After two months, my Khmer is coming along like a dry-season slum fire. I now have a tutor named Sokha, a former journalist, who comes to my apartment on Sundays to guide me through a fairly solid textbook course. Speaking Khmer is not too difficult in comparative terms — I’ve met a lot of people who have achieved semi-fluency quite quickly — but like most things here, it is strewn with frustrating and unnecessary obstacles.

A particular difficulty is that Khmer lacks a standardized transliteration system (such as pinyin for Chinese or Vietnam’s quoc ngu system) and every textbook has its own system of translating the language into Roman script. The word bram (‘five’), for instance, is listed in my three textbooks as pram, brum and bprah!m, making memorisation and accurate pronunciation a real pain. (The French did apparently try to replace the Khmer script with a Roman system in the 1940s, but abandoned the attempt after violent street-riots in the capital. This old French system is still used for the place-names now appearing on most maps, such as ‘Siem Reap’, but bears little similarity to how the words actually sound when spoken, especially for English speakers).

I’m also trying to teach myself to read Khmer script, which is a whole new world of difficulty. Khmer has two separate sets (or ‘registers’) of consonants, each of which determines the pronunciation of the vowels with which they are paired. To read Khmer, you essentially need to learn two separate alphabets, which are then employed arbitrarily, first one then the other, according to the vague patterns handed down from Sanskrit. Then there are the diacritics. And the consonant clusters. The mind reels.

Khmer is nominally part of the Mon-Khmer ethno-linguistic family, closely related to a raft of minority tongues scattered from central Vietnam to India’s eastern hill-states (and also to Vietnamese, if one rogue branch of linguistics is to be believed). But Southeast Asia’s colourful history of invasion and counter-invasion, leavened by sprinklings of cultural chauvinism, has seeded Khmer with vocabulary from across East Asia. Although linguistically distinct, Thai-Lao and Khmer share a large body of Sanskrit-derived terms. I’ve already noticed clear similarities in some common political terms: the Khmer procheachon (‘the people’), for instance, corresponds to pasason in Lao, while proteh (‘nation, country’) finds parallels in prathet and pathet in Thai and Lao respectively. The odd Vietnamese loan-word has also slipped through the net of cultural antagonism, so that Khmer has boon (‘four’), deriving from the Vietnamese bon, and soay (‘mango’), derived from xoài.

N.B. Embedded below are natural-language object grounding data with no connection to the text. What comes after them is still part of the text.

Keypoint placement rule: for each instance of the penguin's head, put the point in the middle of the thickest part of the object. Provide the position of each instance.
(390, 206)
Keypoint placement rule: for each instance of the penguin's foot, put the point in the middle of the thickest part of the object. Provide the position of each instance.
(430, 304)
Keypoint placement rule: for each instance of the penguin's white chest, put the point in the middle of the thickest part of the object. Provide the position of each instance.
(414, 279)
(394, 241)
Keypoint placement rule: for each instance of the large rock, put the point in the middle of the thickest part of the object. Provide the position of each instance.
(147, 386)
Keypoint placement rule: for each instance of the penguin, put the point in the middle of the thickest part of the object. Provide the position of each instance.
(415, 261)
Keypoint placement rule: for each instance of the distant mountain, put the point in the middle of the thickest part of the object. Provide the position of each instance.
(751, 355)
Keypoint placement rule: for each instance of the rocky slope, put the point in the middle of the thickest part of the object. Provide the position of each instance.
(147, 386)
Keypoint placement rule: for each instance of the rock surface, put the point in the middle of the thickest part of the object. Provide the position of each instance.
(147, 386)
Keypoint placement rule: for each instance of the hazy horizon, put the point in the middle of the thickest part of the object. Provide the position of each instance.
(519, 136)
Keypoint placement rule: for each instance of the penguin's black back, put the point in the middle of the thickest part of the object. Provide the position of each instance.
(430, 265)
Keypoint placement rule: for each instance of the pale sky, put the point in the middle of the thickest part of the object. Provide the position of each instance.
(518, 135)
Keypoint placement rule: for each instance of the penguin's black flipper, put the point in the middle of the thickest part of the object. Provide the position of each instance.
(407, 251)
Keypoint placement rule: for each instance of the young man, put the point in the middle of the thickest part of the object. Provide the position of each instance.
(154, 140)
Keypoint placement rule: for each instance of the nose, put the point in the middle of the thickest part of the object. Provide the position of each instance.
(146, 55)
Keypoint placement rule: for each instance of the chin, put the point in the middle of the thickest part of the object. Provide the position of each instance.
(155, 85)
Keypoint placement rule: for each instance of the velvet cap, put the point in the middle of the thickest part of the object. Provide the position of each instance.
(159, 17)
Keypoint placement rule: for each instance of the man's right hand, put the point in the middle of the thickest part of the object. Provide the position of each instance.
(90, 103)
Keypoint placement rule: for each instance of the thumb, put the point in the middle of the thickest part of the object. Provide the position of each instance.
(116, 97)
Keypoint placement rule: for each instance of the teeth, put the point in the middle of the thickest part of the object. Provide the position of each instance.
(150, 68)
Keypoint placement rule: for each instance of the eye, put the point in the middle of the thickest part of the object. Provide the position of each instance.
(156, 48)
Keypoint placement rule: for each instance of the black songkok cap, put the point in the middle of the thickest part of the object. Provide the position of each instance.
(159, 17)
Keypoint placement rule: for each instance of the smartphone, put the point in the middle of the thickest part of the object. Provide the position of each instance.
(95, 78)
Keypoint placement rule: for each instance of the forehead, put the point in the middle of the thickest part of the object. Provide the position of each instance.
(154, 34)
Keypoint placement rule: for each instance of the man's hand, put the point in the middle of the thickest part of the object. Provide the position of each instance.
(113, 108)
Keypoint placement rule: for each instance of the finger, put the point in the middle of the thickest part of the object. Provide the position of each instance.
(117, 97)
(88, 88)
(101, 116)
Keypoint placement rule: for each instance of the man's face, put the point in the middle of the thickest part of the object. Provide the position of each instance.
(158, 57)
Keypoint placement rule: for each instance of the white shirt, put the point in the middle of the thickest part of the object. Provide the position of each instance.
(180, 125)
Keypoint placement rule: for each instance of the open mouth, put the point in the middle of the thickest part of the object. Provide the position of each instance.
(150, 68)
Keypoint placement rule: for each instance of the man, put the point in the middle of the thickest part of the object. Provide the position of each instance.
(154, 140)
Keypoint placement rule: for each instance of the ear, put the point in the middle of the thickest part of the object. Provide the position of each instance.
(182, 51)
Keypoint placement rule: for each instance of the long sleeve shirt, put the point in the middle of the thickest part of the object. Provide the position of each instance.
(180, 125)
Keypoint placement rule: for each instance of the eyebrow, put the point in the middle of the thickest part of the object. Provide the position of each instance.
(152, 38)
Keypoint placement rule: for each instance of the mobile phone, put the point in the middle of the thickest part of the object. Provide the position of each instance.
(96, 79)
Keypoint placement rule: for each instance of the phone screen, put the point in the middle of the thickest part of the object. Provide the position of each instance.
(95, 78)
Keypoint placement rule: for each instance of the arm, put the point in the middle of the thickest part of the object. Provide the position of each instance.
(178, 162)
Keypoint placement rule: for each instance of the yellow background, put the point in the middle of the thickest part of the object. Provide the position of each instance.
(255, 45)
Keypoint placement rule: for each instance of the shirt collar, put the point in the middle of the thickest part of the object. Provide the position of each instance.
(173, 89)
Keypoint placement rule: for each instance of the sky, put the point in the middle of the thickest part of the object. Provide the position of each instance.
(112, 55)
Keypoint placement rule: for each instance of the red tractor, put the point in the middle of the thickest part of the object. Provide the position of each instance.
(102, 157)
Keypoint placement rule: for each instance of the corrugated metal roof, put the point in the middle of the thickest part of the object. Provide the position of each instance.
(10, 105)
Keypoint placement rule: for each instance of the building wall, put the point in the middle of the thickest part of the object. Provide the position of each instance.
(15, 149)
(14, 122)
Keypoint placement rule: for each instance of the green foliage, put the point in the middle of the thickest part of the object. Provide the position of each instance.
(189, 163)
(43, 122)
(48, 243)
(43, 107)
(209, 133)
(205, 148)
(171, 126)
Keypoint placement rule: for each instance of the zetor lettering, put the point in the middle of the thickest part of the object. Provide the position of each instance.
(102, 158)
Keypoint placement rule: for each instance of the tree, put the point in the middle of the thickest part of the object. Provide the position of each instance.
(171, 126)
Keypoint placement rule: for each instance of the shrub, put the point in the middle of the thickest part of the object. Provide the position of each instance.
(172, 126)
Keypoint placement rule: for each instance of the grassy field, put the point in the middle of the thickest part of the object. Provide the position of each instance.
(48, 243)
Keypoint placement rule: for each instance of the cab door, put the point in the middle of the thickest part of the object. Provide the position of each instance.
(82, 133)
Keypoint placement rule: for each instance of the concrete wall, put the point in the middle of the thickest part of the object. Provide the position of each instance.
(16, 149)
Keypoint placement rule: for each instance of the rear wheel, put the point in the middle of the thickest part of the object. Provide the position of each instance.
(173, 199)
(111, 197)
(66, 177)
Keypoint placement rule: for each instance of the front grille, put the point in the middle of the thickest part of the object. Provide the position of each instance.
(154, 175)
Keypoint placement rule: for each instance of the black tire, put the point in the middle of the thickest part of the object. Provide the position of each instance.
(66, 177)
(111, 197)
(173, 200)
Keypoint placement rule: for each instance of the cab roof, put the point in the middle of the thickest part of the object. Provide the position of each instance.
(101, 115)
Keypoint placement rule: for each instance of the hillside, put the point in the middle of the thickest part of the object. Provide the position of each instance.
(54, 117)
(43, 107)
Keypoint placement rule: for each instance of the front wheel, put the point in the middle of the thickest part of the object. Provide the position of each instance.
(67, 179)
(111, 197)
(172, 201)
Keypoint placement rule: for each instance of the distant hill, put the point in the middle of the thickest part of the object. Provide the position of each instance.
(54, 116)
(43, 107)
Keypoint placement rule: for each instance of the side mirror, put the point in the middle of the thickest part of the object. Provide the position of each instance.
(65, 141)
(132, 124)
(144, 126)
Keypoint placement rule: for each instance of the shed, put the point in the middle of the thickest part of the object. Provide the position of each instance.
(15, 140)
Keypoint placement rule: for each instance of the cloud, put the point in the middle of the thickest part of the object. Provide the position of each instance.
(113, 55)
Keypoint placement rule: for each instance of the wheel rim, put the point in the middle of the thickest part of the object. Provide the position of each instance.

After interviewing some employees from the Sinohydro Hydroelectric Co. Ltd. (中国水利水电建设集团公司), the Chinese state firm that is building the Three Gorges Dam and the controversial Kamchay hydroelectric project in Kampot province, I’ve also decided to seek out a Mandarin tutor. Due to the profusion of Chinese restaurants in Phnom Penh, my Chinese is hovering just above survival level, and the Chinese community here is large enough to justify weekly lessons. Aside from English, Chinese is also the commonest language taken by Khmer students, and with the Chinese government leading a massive push into Cambodia (culminating in a US$600 million aid package in 2005), expanding my small palette of 普通话 might prove useful in the short-term as well as the long.